King of the Kadamba Kingdom
- Reign: c. 497- 537 CE
- Predecessor: Mrigeshavarma
- Successor: Harivarma
- House: Kadamba
- Father: Mrigeshavarma
- Religion: Jainism

= Ravivarma of Kadamba =

Ravivarma c. 497 was king from Kadamba dynasty and son of Mrigeshavarma.

==Personal life==
Ravivarma was the son of Mrigeshavarma and Prabhavati of the Kekaya family. Following the reign of Kakusthavarma, he (c. 485–519) succeeded in restoring the kingdom to its former strength during a long and eventful rule. Inscriptions from his reign, spanning the fifth to the thirty-fifth regnal years, provide detailed accounts of his achievements, which included both internal family disputes and military campaigns against the Pallavas and the Gangas. He is also credited with a victory over the Vakatakas. A Mahadeva temple constructed during his reign is mentioned in a contemporary Greek account. According to the Gudnapur inscription, he successfully subdued smaller rulers such as the Punnatas, Alupas, Kongalvas, and the Pandyas of Uchangi. He was succeeded by his son Harivarma.

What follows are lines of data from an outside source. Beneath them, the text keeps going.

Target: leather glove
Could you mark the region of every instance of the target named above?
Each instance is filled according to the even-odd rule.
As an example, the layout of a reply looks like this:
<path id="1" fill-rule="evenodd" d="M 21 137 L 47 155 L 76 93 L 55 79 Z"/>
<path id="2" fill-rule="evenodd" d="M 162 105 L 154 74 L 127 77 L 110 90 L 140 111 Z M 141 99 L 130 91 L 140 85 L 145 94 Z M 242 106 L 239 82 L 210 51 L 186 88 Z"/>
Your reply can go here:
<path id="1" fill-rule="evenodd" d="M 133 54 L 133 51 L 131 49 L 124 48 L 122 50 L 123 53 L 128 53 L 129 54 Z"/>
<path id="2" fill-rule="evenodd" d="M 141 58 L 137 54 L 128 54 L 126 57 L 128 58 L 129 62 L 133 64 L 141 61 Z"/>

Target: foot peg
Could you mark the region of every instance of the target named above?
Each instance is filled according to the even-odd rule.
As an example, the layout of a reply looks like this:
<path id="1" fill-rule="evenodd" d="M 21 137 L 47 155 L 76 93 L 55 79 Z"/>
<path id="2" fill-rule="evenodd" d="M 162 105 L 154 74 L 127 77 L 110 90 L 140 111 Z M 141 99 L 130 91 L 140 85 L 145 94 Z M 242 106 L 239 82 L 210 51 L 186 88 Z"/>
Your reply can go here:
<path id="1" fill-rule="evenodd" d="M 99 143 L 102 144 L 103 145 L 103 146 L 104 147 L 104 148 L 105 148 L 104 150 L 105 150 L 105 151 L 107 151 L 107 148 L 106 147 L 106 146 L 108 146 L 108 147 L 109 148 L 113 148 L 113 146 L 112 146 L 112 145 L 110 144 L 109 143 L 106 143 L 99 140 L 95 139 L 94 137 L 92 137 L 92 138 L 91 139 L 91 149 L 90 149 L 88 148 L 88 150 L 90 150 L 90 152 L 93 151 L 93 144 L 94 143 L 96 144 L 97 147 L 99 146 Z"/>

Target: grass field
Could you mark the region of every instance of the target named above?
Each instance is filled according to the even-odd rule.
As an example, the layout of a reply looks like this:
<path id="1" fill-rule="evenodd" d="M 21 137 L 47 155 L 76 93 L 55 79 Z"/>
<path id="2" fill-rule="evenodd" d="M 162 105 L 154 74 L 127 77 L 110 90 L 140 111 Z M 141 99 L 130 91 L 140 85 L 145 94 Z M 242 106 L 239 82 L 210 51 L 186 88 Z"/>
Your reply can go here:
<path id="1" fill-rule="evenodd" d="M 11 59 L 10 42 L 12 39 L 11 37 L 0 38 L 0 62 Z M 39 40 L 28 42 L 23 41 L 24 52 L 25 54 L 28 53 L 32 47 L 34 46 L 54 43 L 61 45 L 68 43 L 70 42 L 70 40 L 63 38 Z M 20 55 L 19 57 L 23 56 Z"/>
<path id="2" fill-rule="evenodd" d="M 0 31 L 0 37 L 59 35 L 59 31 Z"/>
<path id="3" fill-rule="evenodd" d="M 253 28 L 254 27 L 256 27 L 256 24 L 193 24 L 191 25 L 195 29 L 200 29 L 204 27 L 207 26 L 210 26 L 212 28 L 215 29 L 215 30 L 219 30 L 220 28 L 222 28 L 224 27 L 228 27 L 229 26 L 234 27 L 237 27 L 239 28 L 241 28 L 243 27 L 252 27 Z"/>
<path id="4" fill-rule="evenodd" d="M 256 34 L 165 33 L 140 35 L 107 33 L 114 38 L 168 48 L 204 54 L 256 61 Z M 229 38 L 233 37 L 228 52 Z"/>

His land grants to Mahadeva temple on request of Nilakantha, his royal physician, is mentioned in Sirsi grant records.

==Extent of the Kingdom==

The Davanagere copper plates of Kadamba king Ravivarma, dated 519 CE, provide evidence of the wide-ranging suzerainty he exercised during his reign (c. 485–519 CE). According to historian D. C. Sircar, these records indicate that Ravivarma’s authority extended across much of South India, from the Narmada River in the north to the Kaveri river near Talakad, the capital of the Western Ganga, in the south. The inscriptions suggest that the people of these regions recognized his protection. This evidence implies that during his rule, probably sometime after 500 CE, the Kadambas successfully conquered the Vakataka kingdom and incorporated it into their territory.